Fmi/Bm: idea, i cordoni della borsa in mano a due donne

Scritto per Il Fatto Quotidiano dell'11/06/2011

La finanza è femmina e la banca pure: Christine Lagarde direttore generale dell’Fmi, il Fondo monetario internazionale, e Hillary Clinton presidente della Banca Mondiale è il ‘dream team’ ipotizzato da fonti di stampa, quando le decisioni devono ancora maturare. Un sogno femminile, perché nessuno dei due incarichi è mai andato finora a una donna; e, magari, un incubo per Mario Draghi, governatore di BankItalia e prossimo presidente della Banca centrale europea, che si troverebbe a interloquire con le grintose colleghe.

Delle due ipotesi, una, quella della Largarde, è concreta; l’altra, quella della Clinton, subisce una raffica di smentite. Nega, da Lusaka, Hillary in prima persona. E nega Dan Pfeiffer, direttore per la comunicazione del presidente Obama: rispondendo a domande di giornalisti, scrive su twitter che la prospettiva che il segretario di Stato lasci la diplomazia della ‘super-potenza’ per la ‘diplomazia dello sviluppo’ “è una delle cose più deliranti che abbia sentito da quando sono alla Casa Bianca”.
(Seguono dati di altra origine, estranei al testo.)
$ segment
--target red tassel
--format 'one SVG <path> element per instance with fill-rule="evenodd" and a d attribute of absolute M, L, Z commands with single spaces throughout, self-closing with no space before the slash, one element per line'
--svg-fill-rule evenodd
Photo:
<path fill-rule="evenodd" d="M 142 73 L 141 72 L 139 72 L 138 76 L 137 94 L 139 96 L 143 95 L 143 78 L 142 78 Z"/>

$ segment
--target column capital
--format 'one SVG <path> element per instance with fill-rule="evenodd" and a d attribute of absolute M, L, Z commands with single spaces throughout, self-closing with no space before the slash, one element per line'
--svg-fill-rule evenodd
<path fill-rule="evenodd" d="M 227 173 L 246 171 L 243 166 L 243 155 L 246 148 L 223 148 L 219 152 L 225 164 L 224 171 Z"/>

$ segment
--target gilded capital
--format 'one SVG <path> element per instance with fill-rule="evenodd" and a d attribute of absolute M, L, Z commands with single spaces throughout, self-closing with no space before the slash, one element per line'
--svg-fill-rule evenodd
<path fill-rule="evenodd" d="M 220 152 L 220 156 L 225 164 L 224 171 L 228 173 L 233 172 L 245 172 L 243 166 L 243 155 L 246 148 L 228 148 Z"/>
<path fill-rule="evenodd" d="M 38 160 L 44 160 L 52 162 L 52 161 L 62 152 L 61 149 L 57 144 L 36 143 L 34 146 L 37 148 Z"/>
Ma la Reuters, che lancia il ‘ballon d’essai’, non lo rinnega, nonostante le numerose smentite ufficiali: in un dispaccio costruito con molta cura, che cita tre fonti vicine a Hillary, l’agenzia di stampa sbandiera l’informazione come esclusiva e sostiene che l’ex first lady punta a sostituire alla Banca Mondiale Bob Zoellick, il cui mandato scade alla metà del 2012. Zoellick fu l’uomo di Bush per il commercio mondiale e fu poi vice della Rice al Dipartimento di Stato.
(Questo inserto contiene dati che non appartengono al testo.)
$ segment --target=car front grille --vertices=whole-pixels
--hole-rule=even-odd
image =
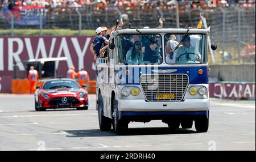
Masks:
[[[58,97],[51,99],[49,102],[49,104],[56,105],[58,104],[62,103],[61,99],[63,97],[66,97],[67,99],[67,103],[71,103],[72,105],[76,105],[80,103],[79,100],[75,97]]]
[[[179,101],[182,100],[188,86],[185,74],[143,75],[141,85],[148,101]],[[174,94],[174,99],[156,99],[157,94]]]

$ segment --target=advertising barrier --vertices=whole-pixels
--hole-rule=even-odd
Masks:
[[[16,63],[17,79],[27,78],[25,60],[64,57],[56,61],[56,75],[66,76],[72,66],[77,72],[85,69],[90,79],[95,79],[95,61],[90,50],[93,37],[44,36],[0,37],[0,92],[11,92],[14,65]],[[28,67],[29,68],[29,67]]]
[[[255,82],[212,82],[210,97],[234,100],[255,100]]]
Il posto di presidente della Banca Mondiale è sempre stato appannaggio americano, con l’eccezione dell’australiano (d’origine) James Wolfensohn, sempre designato, però, dalla Casa Bianca. Un’uscita della Clinton dalla squadra di Obama, anche se concordata, susciterebbe chiacchiere e interrogativi: per questo, le smentite sarebbero comunque d’obbligo, anche se la storia fosse vera. A corroborarla, il fatto che Hillary stia portando avanti, in queste ore, in una missione africana, l’agenda dello sviluppo degli Stati Uniti.

Nel giorno delle ipotesi sulla Clinton, si fanno più concrete le chances del ministro dell’economia francese di ottenere la successione di Dominique Strauss-Khan, uscito di scena con ignominia, alla guida dell’Fmi. Quando i termini per la presentazione delle candidature stanno per chiudersi, la Lagarde si ritrova con un solo avversario dichiarato credibile, il governatore della Banca centrale messicana Agustin Carstens, mentre l’ex ministro delle finanze sudafricano Trevor Manuel s’è ritirato dalla corsa.
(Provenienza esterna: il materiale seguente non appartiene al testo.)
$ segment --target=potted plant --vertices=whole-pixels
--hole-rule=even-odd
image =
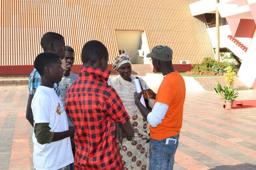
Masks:
[[[225,101],[226,109],[232,109],[233,101],[238,97],[238,91],[237,89],[233,89],[231,87],[221,87],[219,82],[216,84],[215,91],[221,96],[221,101]]]
[[[236,72],[233,71],[231,66],[227,66],[225,69],[227,70],[227,72],[224,74],[226,77],[225,81],[228,87],[232,87],[234,83],[234,76],[236,75]]]

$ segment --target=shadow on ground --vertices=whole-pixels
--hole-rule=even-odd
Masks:
[[[236,165],[222,165],[209,169],[209,170],[225,170],[225,169],[256,169],[256,165],[250,163],[239,164]]]

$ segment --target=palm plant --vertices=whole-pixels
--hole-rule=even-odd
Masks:
[[[234,101],[238,97],[239,92],[237,89],[233,89],[231,87],[221,87],[219,82],[216,84],[216,88],[214,88],[215,91],[221,96],[221,101]]]

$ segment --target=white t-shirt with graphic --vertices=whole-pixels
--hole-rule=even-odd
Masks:
[[[78,75],[70,72],[69,76],[64,76],[60,82],[59,83],[60,90],[59,98],[64,106],[65,104],[66,93],[68,89],[72,85],[73,83],[78,79]],[[68,116],[68,122],[69,126],[74,126],[71,119]]]
[[[31,108],[34,125],[49,123],[50,131],[63,132],[69,129],[67,115],[54,88],[40,86],[34,95]],[[34,166],[37,170],[58,169],[74,162],[70,137],[41,144],[33,132]]]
La Lagarde ha l’appoggio dell’Europa e di larga parte dell’Africa, oltre che di molti altri Paesi, e Parigi ha fiducia che Washington e Pechino finiscano per il sostenerla. Carstens, invece, nonostante le dichiarazioni di principio dei Bric (Brasile, Russia, India e Cina), che vogliono porre fine all’egemonia europea su quel posto, non riceve un sostegno corale dai paesi emergenti, forse perché le sue opinioni cono considerate troppo conservatrici dai suoi stessi colleghi.

Così, le insidie maggiori, per il ministro dell’economia francese, vengono proprio dalla Francia, cioè dalla valutazione che la Corte di giustizia della Repubblica sta facendo sul suo ruolo in un ‘affaire’ che ruota intorno a Bernard Tapie, ex ministro e, soprattutto, ex patron del Marsiglia campione d’Europa. La Corte avrebbe dovuto pronunciarsi ieri, ma ha rinviato all’8 luglio la decisione se avviare, o meno, un’inchiesta sulla Lagarde per abuso di potere, accusa per la quale il ministro rischierebbe cinque anni di carcere e una multa di 75mila euro.l’8 luglio, l’Fmi avrà già preso le sue decisioni: la scelta del nuovo direttore generale si farà il 30 giugno.